Surely That’s Not What I Promised!

facing struggles together

I walked out of my counseling office and was greeted by a fine looking man probably in his late 40’s. He addressed me, “You’re Janet Congo, aren’t you?” I replied, “Yes” and I searched his face. He went on to say,

“You gave my wife and I premarital counseling years ago prior to our wedding. I am in this office today because I’m bringing my son and daughter in to see one the therapists who works with kids. My wife, their mother, just died of cancer.”

My heart broke. I was pierced by his pain and his vulnerability. He showed me a family picture with his exquisitely beautiful wife in it.

Life is both brutal and beautiful! One is never certain what challenge is around the next corner. If you’re going through a blissful time, embrace and enjoy it. An opportunity for growth is looming just around the curve.

When we say, “I DO” we think we know what the future is going to hold. Few of us face our wedding day thinking of sickness, poverty, and worse whatever that means. In fact, often when any of those realities hit, we ignore the “to love and cherish part” that we pledged on our wedding day and we often move away or against our mate rather than towards them.

This isn’t what we expected, yet it is what we promised!

Our promise to each other, for those of us who call ourselves Christ followers, is not based on human tenacity and will power, even though I have more than a fair share of both. It is based on God’s unconditional love, and His encompassing and indiscriminate grace to each of us.

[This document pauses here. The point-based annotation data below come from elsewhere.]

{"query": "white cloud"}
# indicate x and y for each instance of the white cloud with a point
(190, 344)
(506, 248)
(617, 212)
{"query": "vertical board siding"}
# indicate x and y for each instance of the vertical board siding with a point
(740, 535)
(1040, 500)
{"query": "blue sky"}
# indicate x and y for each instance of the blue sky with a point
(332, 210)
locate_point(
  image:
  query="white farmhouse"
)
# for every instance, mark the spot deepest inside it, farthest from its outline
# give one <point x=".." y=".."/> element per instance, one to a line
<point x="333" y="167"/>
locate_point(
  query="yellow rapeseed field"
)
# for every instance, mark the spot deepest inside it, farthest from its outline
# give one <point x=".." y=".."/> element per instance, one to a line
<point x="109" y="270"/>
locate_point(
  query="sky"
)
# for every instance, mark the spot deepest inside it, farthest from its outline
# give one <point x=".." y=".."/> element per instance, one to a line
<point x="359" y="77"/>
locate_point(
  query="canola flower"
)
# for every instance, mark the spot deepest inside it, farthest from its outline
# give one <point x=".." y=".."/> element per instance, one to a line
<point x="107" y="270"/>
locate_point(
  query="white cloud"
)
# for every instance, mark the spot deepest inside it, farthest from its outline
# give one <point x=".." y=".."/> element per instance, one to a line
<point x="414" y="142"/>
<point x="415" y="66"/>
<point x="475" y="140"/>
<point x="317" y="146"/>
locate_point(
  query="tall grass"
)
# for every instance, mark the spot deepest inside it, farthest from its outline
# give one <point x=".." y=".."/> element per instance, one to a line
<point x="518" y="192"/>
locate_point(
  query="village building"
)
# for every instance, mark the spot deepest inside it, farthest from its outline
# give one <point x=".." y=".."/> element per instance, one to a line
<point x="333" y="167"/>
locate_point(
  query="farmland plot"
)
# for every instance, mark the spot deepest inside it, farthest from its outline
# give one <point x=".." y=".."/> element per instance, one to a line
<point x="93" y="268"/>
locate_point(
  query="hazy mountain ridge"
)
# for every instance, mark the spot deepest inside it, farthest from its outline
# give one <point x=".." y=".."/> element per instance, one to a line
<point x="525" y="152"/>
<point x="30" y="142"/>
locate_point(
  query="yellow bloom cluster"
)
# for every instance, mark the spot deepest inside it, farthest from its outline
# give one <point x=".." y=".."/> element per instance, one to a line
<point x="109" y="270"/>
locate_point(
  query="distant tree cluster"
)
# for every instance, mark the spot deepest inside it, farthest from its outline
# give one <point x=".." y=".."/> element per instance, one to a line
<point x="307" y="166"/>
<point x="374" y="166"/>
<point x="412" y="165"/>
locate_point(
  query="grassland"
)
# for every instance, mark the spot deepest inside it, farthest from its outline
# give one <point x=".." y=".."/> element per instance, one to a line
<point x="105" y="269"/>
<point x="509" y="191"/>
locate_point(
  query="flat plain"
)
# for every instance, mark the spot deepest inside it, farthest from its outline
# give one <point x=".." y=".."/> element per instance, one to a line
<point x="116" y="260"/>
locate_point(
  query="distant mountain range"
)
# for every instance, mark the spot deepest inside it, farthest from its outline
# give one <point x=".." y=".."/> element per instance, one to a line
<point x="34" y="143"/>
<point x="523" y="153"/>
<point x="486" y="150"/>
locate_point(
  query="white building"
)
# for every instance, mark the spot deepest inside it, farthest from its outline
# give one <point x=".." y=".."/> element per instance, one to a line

There are no perfect people in God’s Kingdom on earth. If you have been hurt by someone who is a Christian, I am deeply sad but not surprised. Those of us who have stepped into the world of faith acknowledge that each of us is broken beyond our ability to repair ourselves. That reality is also true of our mate. So two imperfect, unfinished humans have the audacity to stand before God, the minister, family and friends and pledge to love the other with a love that imitates God’s.

Belief is more than words, it is really hard work!

Imagine what would happen in our relationships if we truly “Loved God with our whole heart, mind, and soul and loved our mate wholeheartedly. Paul reminds us in I Corinthians 13:5,

humility in the face of struggles

“Love is not self seeking”

If Christian couples were seeking each other’s best out of freedom, not control, we would be far better advertisements for God’s love. Our relationship would be described by those who know us as loving, gracious, forgiving, serving, empowering, joyous, truth telling, sacrificial, boundary setting, discussion welcoming, and kind.

Without Christ’s transformation of us individually that is an impossible dream.

In and of ourselves, we don’t create that kind of a relationship.

Life is going to test your spirit and at times break your heart. It will require that you face sickness, poverty, deadlines, disappointments, betrayals, anxieties, and even death to name just a few realities.

Commitment and belief don’t ensure that we won’t struggle. They do determine the outcome of the struggle.

If in those times you, as lovers, turn towards each other rather than turning away or against each other, your relationship will deepen your dependence on God and your connection with each other.

You both will be conscious lovers empowered by the greatest Conscious Lover of all time, the Great Love of the Universe. Only when you choose to hold each other through the tumultuous storms of life, will you have found your way home!